Financed emissions data is expected to prompt a rash of pledges early next year to reduce emissions in oil and gas and energy portfolios similar to SEB’s recent commitment to cut fossil fuel exposure in its energy portfolio by 45%–60% by 2030 from a 2019 baseline.

The issue has been pushed forward by the Sustainable Markets Initiative’s Financial Services Taskforce and the Net Zero Banking Alliance, which is part of GFANZ. GFANZ is asking members to reduce their emissions by 50% by 2030 and the NZBA wants banks to set 2030 targets within 18 months of joining, starting with the highest emitting sectors, with further targets to be set in 36 months.

"Communicating financed emissions is part of our commitment to NZBA. We regard financed emissions as a form of standardisation concerning financial institutions' communication of their impact, which is a positive development," said Hans Beyer, SEB's chief sustainability officer.

‘Facilitated emissions’

Banks are using similar metrics to calculate "facilitated emissions" which are off-balance-sheet services other than financing that banks provide to clients. This covers capital markets activity and underwriting for debt, equity and syndicated loans, and is a potential game-changer for the banking industry and dealmaking.

It will attribute facilitated emissions to different financing products and the associated carbon emissions could be shared between underwriters, issuers and lenders.

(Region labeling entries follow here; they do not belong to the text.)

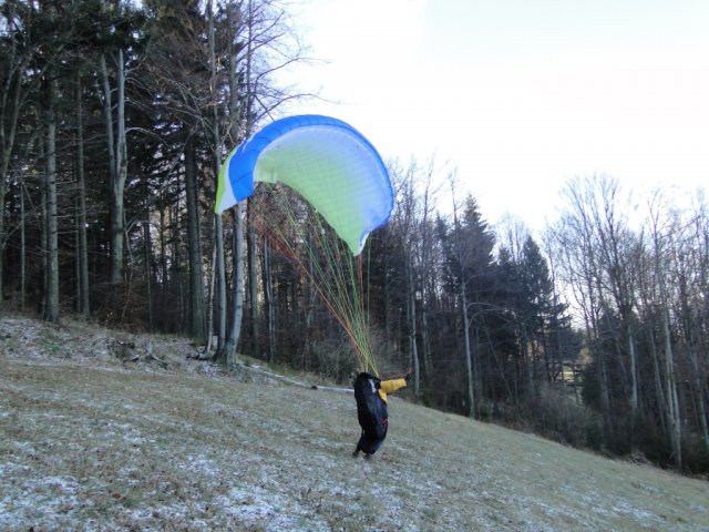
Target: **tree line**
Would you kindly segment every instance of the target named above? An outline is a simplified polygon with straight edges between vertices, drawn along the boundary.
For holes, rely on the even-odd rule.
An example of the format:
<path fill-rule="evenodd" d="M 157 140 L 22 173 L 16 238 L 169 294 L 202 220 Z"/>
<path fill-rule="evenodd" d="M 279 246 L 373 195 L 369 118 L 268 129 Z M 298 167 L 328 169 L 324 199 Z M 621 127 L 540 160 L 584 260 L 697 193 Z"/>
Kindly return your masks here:
<path fill-rule="evenodd" d="M 56 321 L 183 334 L 346 380 L 351 347 L 250 223 L 214 214 L 225 154 L 289 101 L 304 61 L 274 0 L 0 2 L 0 294 Z M 282 76 L 280 76 L 282 78 Z M 395 206 L 362 253 L 383 372 L 418 400 L 569 444 L 709 470 L 709 216 L 571 180 L 538 238 L 492 227 L 454 172 L 388 163 Z M 448 200 L 443 201 L 442 198 Z M 212 355 L 214 352 L 215 355 Z"/>

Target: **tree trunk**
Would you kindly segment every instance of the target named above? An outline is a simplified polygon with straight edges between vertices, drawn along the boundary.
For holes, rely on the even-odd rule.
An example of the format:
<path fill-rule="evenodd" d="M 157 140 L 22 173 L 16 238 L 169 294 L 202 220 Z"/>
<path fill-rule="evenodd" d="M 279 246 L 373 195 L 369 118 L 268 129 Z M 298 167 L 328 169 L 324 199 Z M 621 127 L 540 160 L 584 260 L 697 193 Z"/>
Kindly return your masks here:
<path fill-rule="evenodd" d="M 419 395 L 419 347 L 417 345 L 417 299 L 415 299 L 415 286 L 413 280 L 413 265 L 411 262 L 413 257 L 409 252 L 407 259 L 407 319 L 409 321 L 409 352 L 411 356 L 411 362 L 413 364 L 413 392 Z"/>
<path fill-rule="evenodd" d="M 189 260 L 189 334 L 195 339 L 206 340 L 199 204 L 194 152 L 194 144 L 188 142 L 185 146 L 185 191 L 187 196 L 187 249 Z"/>
<path fill-rule="evenodd" d="M 84 124 L 81 74 L 76 74 L 76 197 L 79 203 L 76 223 L 76 262 L 79 264 L 79 313 L 89 317 L 89 244 L 86 239 L 86 192 L 84 186 Z"/>
<path fill-rule="evenodd" d="M 111 181 L 111 273 L 112 285 L 123 278 L 123 190 L 127 176 L 127 152 L 125 142 L 125 65 L 123 51 L 119 50 L 115 61 L 116 71 L 116 132 L 113 133 L 113 105 L 111 81 L 105 54 L 101 55 L 103 78 L 103 114 L 106 123 L 109 149 L 109 180 Z"/>
<path fill-rule="evenodd" d="M 229 339 L 226 342 L 226 367 L 235 366 L 236 348 L 239 342 L 244 317 L 244 202 L 234 207 L 234 313 Z"/>
<path fill-rule="evenodd" d="M 253 217 L 253 207 L 250 202 L 247 204 L 247 216 L 250 221 Z M 247 254 L 248 254 L 248 289 L 249 289 L 249 315 L 251 323 L 251 355 L 258 354 L 258 280 L 257 280 L 257 249 L 256 249 L 256 229 L 254 224 L 247 224 Z"/>
<path fill-rule="evenodd" d="M 47 291 L 44 319 L 59 321 L 59 238 L 56 223 L 56 81 L 48 86 L 47 112 Z"/>

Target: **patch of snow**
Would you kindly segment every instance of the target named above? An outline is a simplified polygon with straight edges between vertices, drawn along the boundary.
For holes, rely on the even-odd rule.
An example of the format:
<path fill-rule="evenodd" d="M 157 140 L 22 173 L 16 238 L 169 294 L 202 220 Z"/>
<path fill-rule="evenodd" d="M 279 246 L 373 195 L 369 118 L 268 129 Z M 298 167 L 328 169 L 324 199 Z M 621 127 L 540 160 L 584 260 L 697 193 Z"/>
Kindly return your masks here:
<path fill-rule="evenodd" d="M 291 497 L 273 493 L 258 487 L 233 487 L 216 501 L 227 515 L 245 528 L 260 526 L 267 532 L 330 531 L 327 522 L 309 509 L 301 508 Z"/>

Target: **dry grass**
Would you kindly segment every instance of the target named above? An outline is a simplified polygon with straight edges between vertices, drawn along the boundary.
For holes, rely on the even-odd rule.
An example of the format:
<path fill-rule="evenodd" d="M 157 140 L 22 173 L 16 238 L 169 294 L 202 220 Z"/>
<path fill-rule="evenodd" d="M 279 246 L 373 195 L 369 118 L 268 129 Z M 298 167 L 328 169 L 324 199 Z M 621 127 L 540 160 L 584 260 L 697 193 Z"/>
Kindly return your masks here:
<path fill-rule="evenodd" d="M 0 530 L 709 528 L 706 481 L 401 399 L 380 454 L 353 459 L 351 396 L 114 335 L 0 318 Z M 166 368 L 125 361 L 146 341 Z"/>

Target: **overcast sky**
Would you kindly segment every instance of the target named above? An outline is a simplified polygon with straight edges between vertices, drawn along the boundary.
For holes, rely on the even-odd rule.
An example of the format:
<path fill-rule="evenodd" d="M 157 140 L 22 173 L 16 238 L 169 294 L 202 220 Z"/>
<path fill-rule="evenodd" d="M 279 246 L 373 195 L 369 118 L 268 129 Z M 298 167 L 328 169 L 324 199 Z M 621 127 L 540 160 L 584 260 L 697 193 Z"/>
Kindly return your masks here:
<path fill-rule="evenodd" d="M 302 0 L 295 23 L 322 62 L 289 75 L 340 103 L 289 112 L 435 154 L 490 223 L 541 228 L 574 176 L 709 183 L 709 0 Z"/>

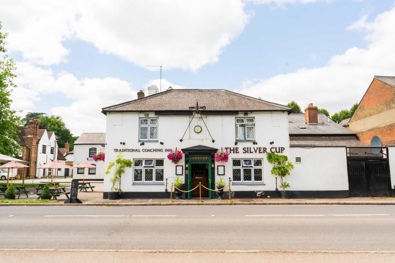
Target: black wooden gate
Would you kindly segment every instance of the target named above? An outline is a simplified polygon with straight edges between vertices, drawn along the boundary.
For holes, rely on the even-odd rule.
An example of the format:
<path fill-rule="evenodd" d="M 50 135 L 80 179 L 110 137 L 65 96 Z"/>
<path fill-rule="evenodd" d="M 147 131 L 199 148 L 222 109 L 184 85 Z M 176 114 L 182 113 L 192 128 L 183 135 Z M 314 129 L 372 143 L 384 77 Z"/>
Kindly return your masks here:
<path fill-rule="evenodd" d="M 346 151 L 350 197 L 391 196 L 388 148 L 348 147 Z"/>

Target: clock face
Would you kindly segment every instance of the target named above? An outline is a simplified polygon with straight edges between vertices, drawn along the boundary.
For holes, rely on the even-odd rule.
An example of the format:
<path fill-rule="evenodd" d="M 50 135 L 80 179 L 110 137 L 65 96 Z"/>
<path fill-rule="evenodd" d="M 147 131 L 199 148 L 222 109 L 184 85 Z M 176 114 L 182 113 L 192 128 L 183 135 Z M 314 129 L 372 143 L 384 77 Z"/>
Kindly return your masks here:
<path fill-rule="evenodd" d="M 201 131 L 201 127 L 198 125 L 197 125 L 195 126 L 195 128 L 194 129 L 195 130 L 195 132 L 196 133 L 199 133 Z"/>

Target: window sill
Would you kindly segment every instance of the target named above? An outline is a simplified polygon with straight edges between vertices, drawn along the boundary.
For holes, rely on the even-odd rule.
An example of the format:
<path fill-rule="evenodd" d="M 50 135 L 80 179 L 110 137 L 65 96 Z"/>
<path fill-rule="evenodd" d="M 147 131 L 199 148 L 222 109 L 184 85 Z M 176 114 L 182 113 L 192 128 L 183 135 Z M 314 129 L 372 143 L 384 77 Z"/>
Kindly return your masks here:
<path fill-rule="evenodd" d="M 232 185 L 266 185 L 263 183 L 244 183 L 243 182 L 232 182 Z"/>
<path fill-rule="evenodd" d="M 163 183 L 135 183 L 133 182 L 132 184 L 132 185 L 164 185 L 165 184 L 164 182 Z"/>

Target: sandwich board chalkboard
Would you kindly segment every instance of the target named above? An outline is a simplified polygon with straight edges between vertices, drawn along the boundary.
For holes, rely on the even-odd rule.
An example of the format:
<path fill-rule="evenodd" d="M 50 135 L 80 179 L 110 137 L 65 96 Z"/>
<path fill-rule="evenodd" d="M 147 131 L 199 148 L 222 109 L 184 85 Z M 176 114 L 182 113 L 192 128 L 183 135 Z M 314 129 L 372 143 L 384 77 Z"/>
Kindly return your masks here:
<path fill-rule="evenodd" d="M 64 203 L 82 203 L 77 196 L 78 194 L 78 180 L 73 179 L 71 180 L 71 188 L 70 192 L 70 198 L 64 201 Z"/>

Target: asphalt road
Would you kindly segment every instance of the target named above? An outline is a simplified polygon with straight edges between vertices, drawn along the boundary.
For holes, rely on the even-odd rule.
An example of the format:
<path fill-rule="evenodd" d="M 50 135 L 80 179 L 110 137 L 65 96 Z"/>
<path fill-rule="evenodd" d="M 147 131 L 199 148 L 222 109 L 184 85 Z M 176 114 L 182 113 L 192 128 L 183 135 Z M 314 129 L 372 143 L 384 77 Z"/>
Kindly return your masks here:
<path fill-rule="evenodd" d="M 0 248 L 395 250 L 395 206 L 6 207 Z"/>

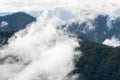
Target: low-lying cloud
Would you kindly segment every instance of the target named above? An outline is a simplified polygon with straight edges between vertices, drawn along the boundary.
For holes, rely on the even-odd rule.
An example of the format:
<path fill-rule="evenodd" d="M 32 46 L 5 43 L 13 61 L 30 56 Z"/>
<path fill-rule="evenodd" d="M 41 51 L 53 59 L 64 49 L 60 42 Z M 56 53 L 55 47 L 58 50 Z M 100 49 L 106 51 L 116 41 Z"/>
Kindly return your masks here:
<path fill-rule="evenodd" d="M 37 22 L 16 33 L 1 49 L 1 59 L 10 55 L 17 59 L 8 57 L 0 65 L 0 80 L 67 80 L 79 44 L 57 29 L 62 20 L 47 16 L 44 11 Z"/>

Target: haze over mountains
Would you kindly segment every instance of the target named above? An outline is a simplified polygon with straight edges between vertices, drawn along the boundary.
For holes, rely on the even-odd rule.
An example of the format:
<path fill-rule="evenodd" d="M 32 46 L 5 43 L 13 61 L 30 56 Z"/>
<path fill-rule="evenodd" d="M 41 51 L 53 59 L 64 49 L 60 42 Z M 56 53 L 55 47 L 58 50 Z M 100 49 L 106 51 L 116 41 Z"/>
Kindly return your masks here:
<path fill-rule="evenodd" d="M 5 21 L 9 25 L 0 27 L 0 44 L 7 44 L 8 39 L 19 30 L 25 29 L 26 25 L 36 21 L 36 19 L 24 12 L 13 13 L 11 15 L 0 17 L 1 23 Z M 90 21 L 94 28 L 89 29 L 86 22 L 81 24 L 72 23 L 67 31 L 77 35 L 81 47 L 76 48 L 77 51 L 82 51 L 82 56 L 76 60 L 72 74 L 79 74 L 77 80 L 119 80 L 120 75 L 120 48 L 105 46 L 102 42 L 115 36 L 119 37 L 119 17 L 111 21 L 112 26 L 107 24 L 107 15 L 98 15 L 95 20 Z M 12 25 L 12 26 L 11 26 Z M 65 25 L 63 25 L 66 27 Z M 34 28 L 34 27 L 33 27 Z M 98 42 L 98 43 L 96 43 Z M 81 54 L 79 52 L 79 54 Z M 10 60 L 10 61 L 9 61 Z M 17 56 L 8 55 L 0 58 L 0 65 L 6 63 L 14 64 L 19 62 Z M 7 62 L 8 61 L 8 62 Z"/>

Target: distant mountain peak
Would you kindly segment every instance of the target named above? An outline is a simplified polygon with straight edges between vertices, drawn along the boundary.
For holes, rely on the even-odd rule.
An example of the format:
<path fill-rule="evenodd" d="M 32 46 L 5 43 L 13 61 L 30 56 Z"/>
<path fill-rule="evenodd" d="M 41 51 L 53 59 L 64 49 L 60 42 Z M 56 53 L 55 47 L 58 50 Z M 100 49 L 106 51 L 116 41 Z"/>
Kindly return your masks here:
<path fill-rule="evenodd" d="M 26 28 L 26 25 L 35 20 L 36 18 L 25 12 L 17 12 L 6 16 L 0 16 L 0 31 L 18 31 Z"/>

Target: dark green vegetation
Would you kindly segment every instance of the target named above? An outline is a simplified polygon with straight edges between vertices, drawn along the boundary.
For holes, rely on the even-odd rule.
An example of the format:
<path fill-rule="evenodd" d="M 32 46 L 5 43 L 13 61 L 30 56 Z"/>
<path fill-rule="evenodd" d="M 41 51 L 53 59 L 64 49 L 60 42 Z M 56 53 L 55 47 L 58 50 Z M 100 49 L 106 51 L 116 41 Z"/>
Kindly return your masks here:
<path fill-rule="evenodd" d="M 79 42 L 82 56 L 76 62 L 74 73 L 82 80 L 120 80 L 120 47 L 113 48 L 96 42 Z"/>
<path fill-rule="evenodd" d="M 0 47 L 7 44 L 8 39 L 18 30 L 24 29 L 27 24 L 35 21 L 35 18 L 31 17 L 26 13 L 15 13 L 5 17 L 0 17 L 0 21 L 8 20 L 9 26 L 0 28 Z M 113 34 L 119 37 L 120 32 L 120 19 L 112 22 L 111 30 L 107 27 L 108 16 L 98 16 L 93 25 L 96 26 L 94 31 L 88 31 L 87 34 L 82 31 L 87 26 L 86 23 L 78 25 L 73 23 L 70 26 L 69 31 L 75 32 L 78 36 L 82 36 L 82 41 L 79 42 L 81 45 L 76 50 L 82 51 L 82 56 L 76 60 L 76 69 L 73 73 L 80 74 L 78 80 L 120 80 L 120 47 L 108 47 L 100 44 L 105 38 L 110 38 Z M 8 28 L 8 29 L 6 29 Z M 104 33 L 106 32 L 106 34 Z M 89 41 L 90 40 L 90 41 Z M 95 41 L 95 42 L 93 42 Z M 96 43 L 100 42 L 100 43 Z M 10 63 L 19 61 L 17 56 L 6 56 L 0 59 L 0 64 L 8 61 Z"/>
<path fill-rule="evenodd" d="M 88 22 L 92 25 L 92 29 L 89 29 L 90 25 L 88 25 Z M 109 16 L 98 15 L 94 20 L 88 20 L 81 24 L 72 23 L 68 31 L 99 43 L 113 36 L 120 40 L 120 17 L 109 22 Z"/>

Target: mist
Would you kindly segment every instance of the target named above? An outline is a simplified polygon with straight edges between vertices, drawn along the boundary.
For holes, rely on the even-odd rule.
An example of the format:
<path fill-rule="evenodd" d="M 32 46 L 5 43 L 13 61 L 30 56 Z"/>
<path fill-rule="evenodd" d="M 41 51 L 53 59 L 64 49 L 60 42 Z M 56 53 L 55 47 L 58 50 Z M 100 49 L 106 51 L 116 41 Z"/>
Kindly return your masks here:
<path fill-rule="evenodd" d="M 75 52 L 78 40 L 57 28 L 62 24 L 56 16 L 48 18 L 46 10 L 16 33 L 0 50 L 1 59 L 9 56 L 0 65 L 0 80 L 67 80 L 81 54 Z"/>

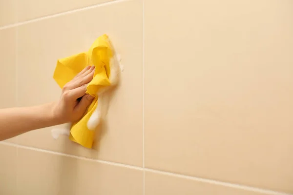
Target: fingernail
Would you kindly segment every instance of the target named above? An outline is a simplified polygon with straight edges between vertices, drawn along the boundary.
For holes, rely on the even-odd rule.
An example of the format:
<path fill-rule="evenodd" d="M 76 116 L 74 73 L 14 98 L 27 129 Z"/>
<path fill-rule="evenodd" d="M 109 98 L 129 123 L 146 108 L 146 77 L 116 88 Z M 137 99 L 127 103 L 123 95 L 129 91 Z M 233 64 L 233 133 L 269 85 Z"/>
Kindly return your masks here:
<path fill-rule="evenodd" d="M 94 99 L 94 98 L 95 98 L 89 94 L 88 94 L 86 96 L 86 98 L 89 100 L 92 100 L 93 99 Z"/>

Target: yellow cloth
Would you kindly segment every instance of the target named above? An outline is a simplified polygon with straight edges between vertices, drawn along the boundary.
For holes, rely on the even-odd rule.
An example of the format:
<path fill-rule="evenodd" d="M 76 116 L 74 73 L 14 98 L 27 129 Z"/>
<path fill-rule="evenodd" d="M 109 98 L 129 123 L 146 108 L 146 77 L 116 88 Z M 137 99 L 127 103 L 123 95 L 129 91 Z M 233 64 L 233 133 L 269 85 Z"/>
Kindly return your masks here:
<path fill-rule="evenodd" d="M 91 148 L 94 140 L 94 131 L 89 130 L 87 123 L 98 104 L 97 93 L 103 87 L 111 84 L 108 78 L 110 73 L 110 61 L 113 54 L 108 36 L 104 35 L 95 40 L 87 52 L 59 59 L 54 73 L 54 79 L 63 88 L 87 66 L 96 67 L 93 78 L 86 88 L 86 93 L 95 98 L 84 116 L 72 125 L 69 136 L 71 140 L 86 148 Z"/>

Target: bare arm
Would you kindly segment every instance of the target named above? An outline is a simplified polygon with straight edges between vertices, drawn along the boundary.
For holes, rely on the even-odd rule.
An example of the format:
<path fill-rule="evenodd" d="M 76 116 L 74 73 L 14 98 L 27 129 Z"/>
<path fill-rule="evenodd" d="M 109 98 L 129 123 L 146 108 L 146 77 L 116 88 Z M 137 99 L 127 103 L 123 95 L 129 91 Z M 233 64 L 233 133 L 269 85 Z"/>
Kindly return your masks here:
<path fill-rule="evenodd" d="M 0 141 L 29 131 L 74 122 L 84 115 L 93 97 L 85 94 L 94 67 L 87 67 L 65 85 L 56 102 L 0 110 Z"/>

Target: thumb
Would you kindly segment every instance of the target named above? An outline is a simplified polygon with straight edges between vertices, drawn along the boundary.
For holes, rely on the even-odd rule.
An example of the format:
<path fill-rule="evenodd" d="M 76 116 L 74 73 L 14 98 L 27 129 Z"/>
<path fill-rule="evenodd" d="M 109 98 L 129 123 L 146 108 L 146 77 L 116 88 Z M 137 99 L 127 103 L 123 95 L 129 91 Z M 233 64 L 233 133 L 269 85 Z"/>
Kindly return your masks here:
<path fill-rule="evenodd" d="M 75 112 L 80 114 L 81 115 L 83 115 L 85 112 L 86 108 L 90 105 L 94 98 L 95 98 L 89 94 L 84 96 L 81 101 L 75 107 Z"/>

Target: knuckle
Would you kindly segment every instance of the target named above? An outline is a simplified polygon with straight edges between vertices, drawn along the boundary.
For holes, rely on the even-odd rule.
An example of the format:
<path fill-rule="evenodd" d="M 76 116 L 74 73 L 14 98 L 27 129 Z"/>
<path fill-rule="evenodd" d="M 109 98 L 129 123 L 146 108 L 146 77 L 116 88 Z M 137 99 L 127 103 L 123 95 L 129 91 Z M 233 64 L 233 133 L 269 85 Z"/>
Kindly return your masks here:
<path fill-rule="evenodd" d="M 65 91 L 63 94 L 63 98 L 64 99 L 68 99 L 70 97 L 70 93 L 68 91 Z"/>
<path fill-rule="evenodd" d="M 63 92 L 64 92 L 67 90 L 68 88 L 68 86 L 67 84 L 66 84 L 66 85 L 64 85 L 64 87 L 63 87 L 63 89 L 62 89 L 62 91 Z"/>

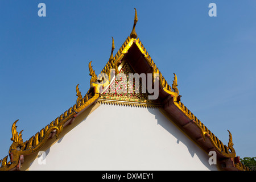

That could prompt banks to adopt a portfolio coverage approach using criteria that could limit financing only to companies with science-based targets, or approved targets, potentially with tighter criteria for high-emitting companies.

PCAF launched a consultation paper in November for capital markets instruments that explains the hard choices necessary to develop guidelines for facilitated emissions and the complex challenges that it represents.

“That is a very interesting workstream which is starting to cause us some anxiety,” a senior ESG banker said.

PCAF is aiming to develop a clear methodology for financed and facilitated emissions by the fourth quarter of 2022 in time for the UN’s COP27 climate meeting in Sharm El-Sheikh, Egypt.

“A more criteria-based target-setting approach would probably work for capital market instruments facilitation, while for on-balance-sheet activities and thus financed emissions, you would probably go with the sectoral pathway type of approach or absolute emissions reductions,” Linthorst said.

Best practice is still being defined, but industry-leading standards are expected to cover both approaches and use additional tools such as the International Energy Agency's net-zero pathway, which gives a roadmap to net-zero CO2 emissions for the energy sector and industrial processes by 2050, in addition to PCAF's guidance.

Challenges ahead

Banks are adopting a range of approaches to the proposals and cite data and evolving methodologies as the two key challenges to overcome as they work to produce their first sets of numbers and develop flexible and adaptable methodologies. Bank data is heavily dependent on clients' reporting and methodologies are evolving.

“Assessing financed emissions has required us to source and map data that has not previously been part of our systems or processes. In terms of methodology, many of the tools and references applied to assessing portfolio alignment have been developed in the past one to two years and will continue to evolve," Kanning said.

The metrics for financed and facilitated emissions are continuing to develop and standards vary, but the ability to see how portfolios are changing annually will transform banking and arm relationship managers with information in readiness to have difficult conversations with clients about their transition plans.

"We see indeed that there are very good reports being published by some banks and also others where there are still a lot of questions about how they got to the numbers and why they use a certain metric. It's also very new to many financial institutions," Linthorst said.